SUBSCRIBE TO TMCnet
TMCnet - World's Largest Communications and Technology Community
 
| More

TMCNet:  INFOSONICS CORP - 10-Q - Management's Discussion and Analysis of Financial Condition and Results of Operations

[May 04, 2012]

INFOSONICS CORP - 10-Q - Management's Discussion and Analysis of Financial Condition and Results of Operations

(Edgar Glimpses Via Acquire Media NewsEdge) Forward-Looking Statements, Safe Harbor Statement and Other General Information This discussion and analysis of financial condition and results of operations should be read in conjunction with the accompanying unaudited consolidated financial statements and condensed notes thereto and other information included in this report and our Annual Report on Form 10-K for the year ended December 31, 2011 (including our 2011 audited consolidated financial statements and related notes thereto and other information). Our discussion and analysis of financial condition and results of operations are based upon, among other things, our unaudited consolidated financial statements, which have been prepared in accordance with accounting principles generally accepted in the United States ("GAAP").
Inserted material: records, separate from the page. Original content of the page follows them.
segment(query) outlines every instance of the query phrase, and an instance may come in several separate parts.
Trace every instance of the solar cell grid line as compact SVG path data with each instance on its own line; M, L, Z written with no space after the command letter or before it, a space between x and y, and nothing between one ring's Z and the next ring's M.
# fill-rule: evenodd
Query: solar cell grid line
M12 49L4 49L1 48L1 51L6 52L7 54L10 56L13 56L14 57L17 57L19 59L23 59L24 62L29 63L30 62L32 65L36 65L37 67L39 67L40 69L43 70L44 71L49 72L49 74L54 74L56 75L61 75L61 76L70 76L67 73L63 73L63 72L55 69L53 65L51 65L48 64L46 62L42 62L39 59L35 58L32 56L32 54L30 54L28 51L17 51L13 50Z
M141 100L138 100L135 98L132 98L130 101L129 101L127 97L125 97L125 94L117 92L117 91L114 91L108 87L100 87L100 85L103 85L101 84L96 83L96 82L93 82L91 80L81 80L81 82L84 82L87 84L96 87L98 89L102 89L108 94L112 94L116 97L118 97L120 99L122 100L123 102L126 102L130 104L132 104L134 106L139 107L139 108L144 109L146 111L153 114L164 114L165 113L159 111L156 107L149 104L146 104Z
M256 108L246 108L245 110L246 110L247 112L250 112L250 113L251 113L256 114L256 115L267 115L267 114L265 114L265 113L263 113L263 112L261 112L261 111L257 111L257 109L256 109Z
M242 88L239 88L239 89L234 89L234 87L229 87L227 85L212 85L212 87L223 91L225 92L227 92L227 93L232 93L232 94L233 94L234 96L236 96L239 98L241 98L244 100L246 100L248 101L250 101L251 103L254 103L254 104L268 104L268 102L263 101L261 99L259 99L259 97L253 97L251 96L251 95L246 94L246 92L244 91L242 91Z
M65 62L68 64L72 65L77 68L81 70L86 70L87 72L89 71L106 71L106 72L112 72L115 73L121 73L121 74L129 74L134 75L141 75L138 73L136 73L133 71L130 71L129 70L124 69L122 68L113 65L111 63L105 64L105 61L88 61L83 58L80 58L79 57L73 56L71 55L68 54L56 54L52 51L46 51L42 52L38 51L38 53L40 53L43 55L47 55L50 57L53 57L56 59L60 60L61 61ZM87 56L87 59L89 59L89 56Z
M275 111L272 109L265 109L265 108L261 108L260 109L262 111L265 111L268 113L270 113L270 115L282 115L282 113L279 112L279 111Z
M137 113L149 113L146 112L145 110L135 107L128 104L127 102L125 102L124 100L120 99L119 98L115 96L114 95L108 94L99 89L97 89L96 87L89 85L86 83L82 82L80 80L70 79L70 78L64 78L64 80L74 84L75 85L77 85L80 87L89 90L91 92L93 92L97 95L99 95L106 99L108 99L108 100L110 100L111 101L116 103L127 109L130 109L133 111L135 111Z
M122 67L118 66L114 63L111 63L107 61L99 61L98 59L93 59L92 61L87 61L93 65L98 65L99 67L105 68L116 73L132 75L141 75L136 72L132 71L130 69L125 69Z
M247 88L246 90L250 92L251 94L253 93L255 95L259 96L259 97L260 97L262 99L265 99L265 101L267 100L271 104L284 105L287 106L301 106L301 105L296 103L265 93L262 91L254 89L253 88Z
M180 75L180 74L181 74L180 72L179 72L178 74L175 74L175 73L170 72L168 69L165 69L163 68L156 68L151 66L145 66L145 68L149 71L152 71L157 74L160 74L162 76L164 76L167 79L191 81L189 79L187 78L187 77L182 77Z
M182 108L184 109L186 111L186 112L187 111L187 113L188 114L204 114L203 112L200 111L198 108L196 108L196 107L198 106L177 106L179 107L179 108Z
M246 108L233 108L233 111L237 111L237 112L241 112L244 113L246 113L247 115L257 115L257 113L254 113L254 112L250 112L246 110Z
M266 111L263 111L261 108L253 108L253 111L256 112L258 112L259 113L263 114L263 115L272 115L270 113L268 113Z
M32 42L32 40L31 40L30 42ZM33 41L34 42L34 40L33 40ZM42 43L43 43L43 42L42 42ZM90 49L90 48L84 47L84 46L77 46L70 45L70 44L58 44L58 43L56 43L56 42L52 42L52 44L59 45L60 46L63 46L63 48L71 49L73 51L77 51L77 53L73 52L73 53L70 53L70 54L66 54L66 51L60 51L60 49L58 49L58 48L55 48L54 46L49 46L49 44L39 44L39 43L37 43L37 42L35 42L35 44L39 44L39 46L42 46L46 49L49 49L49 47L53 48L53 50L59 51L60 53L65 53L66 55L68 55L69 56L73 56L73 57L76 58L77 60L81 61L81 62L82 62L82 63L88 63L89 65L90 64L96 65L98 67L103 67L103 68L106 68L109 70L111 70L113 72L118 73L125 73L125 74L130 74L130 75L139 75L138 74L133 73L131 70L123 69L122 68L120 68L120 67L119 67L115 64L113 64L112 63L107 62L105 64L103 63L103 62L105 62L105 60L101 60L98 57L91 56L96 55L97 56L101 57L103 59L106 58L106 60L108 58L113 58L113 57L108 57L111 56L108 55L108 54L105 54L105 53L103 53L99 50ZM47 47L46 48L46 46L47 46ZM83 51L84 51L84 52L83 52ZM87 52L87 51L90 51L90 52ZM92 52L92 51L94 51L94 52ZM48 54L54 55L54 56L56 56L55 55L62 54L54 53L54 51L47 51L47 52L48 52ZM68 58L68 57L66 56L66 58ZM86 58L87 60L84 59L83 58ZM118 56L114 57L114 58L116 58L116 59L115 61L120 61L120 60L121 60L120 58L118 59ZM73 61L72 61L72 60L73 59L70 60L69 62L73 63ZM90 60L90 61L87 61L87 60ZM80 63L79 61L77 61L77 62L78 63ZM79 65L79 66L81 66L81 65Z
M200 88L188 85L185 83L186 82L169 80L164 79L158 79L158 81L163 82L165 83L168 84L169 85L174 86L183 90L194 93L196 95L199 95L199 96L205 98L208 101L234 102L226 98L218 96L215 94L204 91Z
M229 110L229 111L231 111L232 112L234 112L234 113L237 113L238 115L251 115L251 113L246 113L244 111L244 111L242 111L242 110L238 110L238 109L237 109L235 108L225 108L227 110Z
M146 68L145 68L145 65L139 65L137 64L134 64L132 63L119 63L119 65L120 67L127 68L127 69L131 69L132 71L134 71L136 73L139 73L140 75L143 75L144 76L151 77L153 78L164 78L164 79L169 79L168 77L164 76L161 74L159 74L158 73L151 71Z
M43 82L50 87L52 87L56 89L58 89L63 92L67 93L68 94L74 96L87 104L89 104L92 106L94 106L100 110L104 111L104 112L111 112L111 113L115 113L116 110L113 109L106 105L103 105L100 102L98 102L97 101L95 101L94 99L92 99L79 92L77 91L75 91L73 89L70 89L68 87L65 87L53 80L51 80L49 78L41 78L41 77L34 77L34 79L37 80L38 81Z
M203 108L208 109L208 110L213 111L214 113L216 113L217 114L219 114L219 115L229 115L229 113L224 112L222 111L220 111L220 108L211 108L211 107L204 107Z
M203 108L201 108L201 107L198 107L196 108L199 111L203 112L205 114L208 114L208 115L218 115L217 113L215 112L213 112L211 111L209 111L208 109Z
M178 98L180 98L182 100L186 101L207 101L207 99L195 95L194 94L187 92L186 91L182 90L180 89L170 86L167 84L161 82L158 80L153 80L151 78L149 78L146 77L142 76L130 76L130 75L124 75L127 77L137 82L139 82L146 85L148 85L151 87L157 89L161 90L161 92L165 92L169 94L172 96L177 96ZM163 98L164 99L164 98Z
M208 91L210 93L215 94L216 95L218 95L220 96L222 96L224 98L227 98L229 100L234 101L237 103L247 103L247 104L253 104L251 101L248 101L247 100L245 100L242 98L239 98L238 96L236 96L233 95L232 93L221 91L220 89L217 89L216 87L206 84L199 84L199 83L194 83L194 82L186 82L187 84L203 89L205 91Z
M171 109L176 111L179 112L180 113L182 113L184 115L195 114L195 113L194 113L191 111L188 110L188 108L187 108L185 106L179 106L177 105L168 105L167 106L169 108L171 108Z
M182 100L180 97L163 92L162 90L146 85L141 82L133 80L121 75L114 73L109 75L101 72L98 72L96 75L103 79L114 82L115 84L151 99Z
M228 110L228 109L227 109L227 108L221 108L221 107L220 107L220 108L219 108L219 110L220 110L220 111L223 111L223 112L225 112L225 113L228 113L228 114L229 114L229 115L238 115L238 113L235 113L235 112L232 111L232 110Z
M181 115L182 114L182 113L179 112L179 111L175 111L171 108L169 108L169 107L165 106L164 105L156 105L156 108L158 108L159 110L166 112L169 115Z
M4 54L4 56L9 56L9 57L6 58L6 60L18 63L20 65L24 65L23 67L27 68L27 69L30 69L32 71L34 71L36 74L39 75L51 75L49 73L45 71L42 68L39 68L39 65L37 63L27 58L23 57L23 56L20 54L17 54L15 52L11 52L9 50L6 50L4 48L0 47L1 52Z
The preparation of financial statements in conformity with GAAP requires us to, among other things, make estimates and assumptions that affect the reported amounts of assets and liabilities, the disclosures of contingent liabilities as of the date of our most recent balance sheet, and the reported amounts of revenues and expenses during the reporting periods. We review our estimates and assumptions on an ongoing basis. Our estimates are based on our historical experience and other assumptions that we believe to be reasonable under the circumstances. Actual results are likely to differ from these estimates under different assumptions or conditions, but we do not believe such differences will materially affect our financial position or results of operations, although they may. Our critical accounting policies, the policies we believe are most important to the presentation of our financial statements and require the most difficult, subjective and complex judgments are outlined in "Critical Accounting Policies" in our Annual Report on Form 10-K. All references to results of operations in this discussion generally are to results from continuing operations, unless otherwise noted.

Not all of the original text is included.